The European Union will provide financial support for vaccine manufacture on the African continent with the specific aim of supplying Africa, as it seeks to fight back against accusations of ‘vaccine nationalism’.

Following last Friday’s (27 August) ‘Compact with Africa’ summit, hosted by German Chancellor Angela Merkel as part of the G20 presidency, German pharmaceutical giant BioNTech SE has agreed in principle to manufacture vaccines at two sites proposed by the African Center for Disease Control: the Rwanda Biomedical Centre and the Institut Pasteur de Dakar.

The summit was attended by President Paul Kagame of Rwanda, Macky Sall of Senegal, European Commission President Ursula von der Leyen and Council chief Charles Michel, as well as a host of African leaders.

It focused primarily on how best to use the $650 billion of Special Drawing Rights issued last week by the International Monetary Fund to help mitigate the economic damage caused by the COVID pandemic.

“This initiative is a very good step toward self-reliance in vaccines, including in COVID vaccine launched with the MADIBA – Institut Pasteur de Dakar project,” said Senegal’s President Macky Sall.

“Supporting such initiatives to materialize quickly in Africa, would contribute to boosting COVID vaccine access and to building a sustainable health security for a stronger and more equitable economic recovery globally,” he added.

The European Commission has said it will provide financial support as part of its ‘Team Europe’ plans to fund three vaccine hubs in Africa.

The Commission has faced criticism from African leaders, who accused Europe of practising ‘vaccine nationalism’ as European countries continued the race to vaccinate their people against COVID.

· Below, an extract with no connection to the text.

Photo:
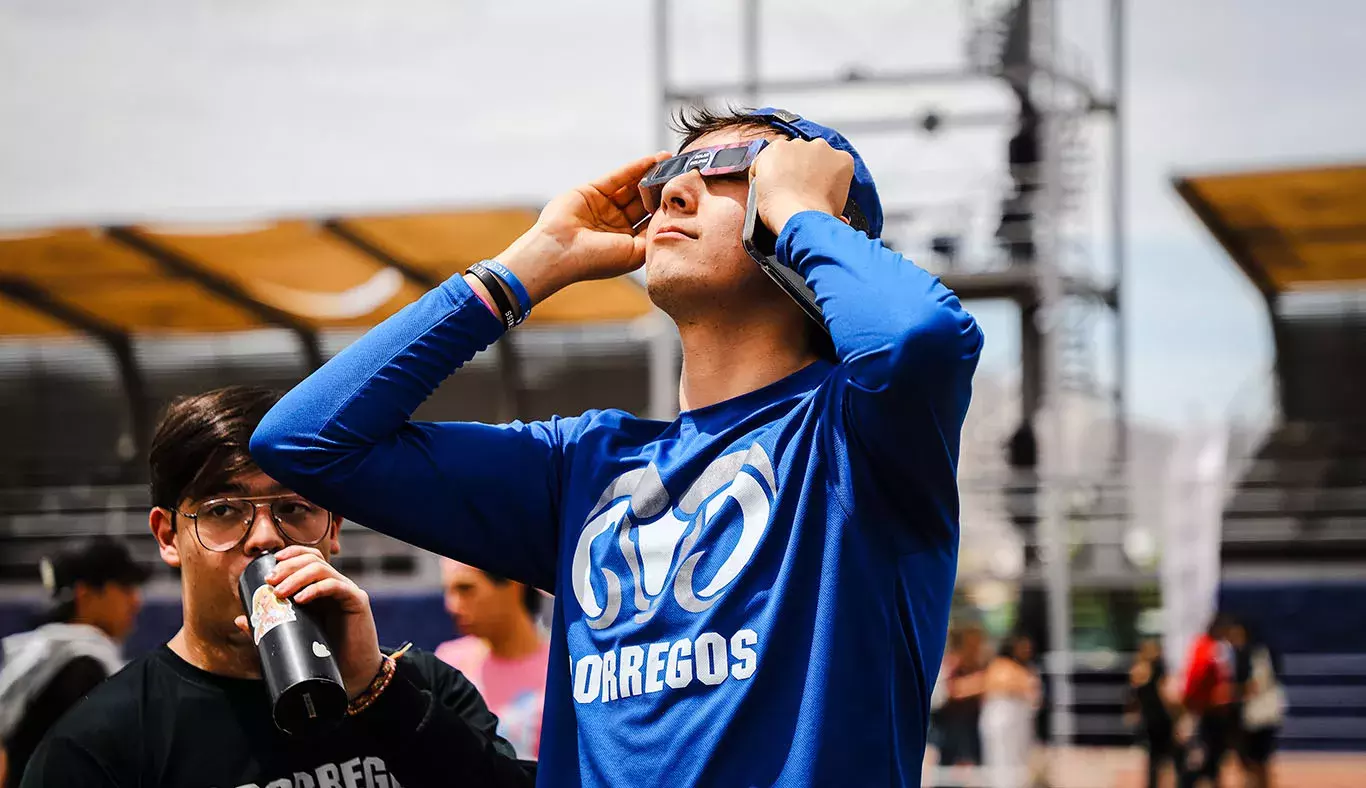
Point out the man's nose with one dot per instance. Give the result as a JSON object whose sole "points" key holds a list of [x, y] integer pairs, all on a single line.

Last month, a document prepared by EU foreign ministers revealed that only 4% of the 200 million COVID-19 vaccines promised by the EU and its member states had been delivered to African states by the end of June.

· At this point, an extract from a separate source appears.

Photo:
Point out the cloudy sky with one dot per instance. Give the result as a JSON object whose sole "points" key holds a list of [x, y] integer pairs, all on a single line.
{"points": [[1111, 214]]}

On top of that, a row broke out in late August over the export of COVID-19 vaccines bottled in South Africa to Europe.

The Commission maintains that the South Africa contract was part of a wider EU plan to promote investment in vaccine hubs across Africa but the arrangement was swiftly condemned by World Health Organisation director-general Tedros Adhanom Ghebreyesus.

BioNTech’s first priority at the two sites in Rwanda and Senegal is to manufacture malaria and tuberculosis vaccines, rather than COVID shots. The malaria and TB shots would be based on the so-called messenger RNA technology, which is also used by BioNTech in its COVID-19 vaccine.

In the meantime, the African CDC and African Union are anxious to quickly scale up pharmaceutical manufacturing across the continent, with the pandemic having underscored the scale of the vaccine production divide between Europe and Africa.

With a view to that goal, they want the BioNTech projects to be overseen by a proposed African Medicines Agency, an African Union agency intended to facilitate the harmonisation of medical regulation, which would base its advice on recommendations from the WHO and the European Medicines Agency.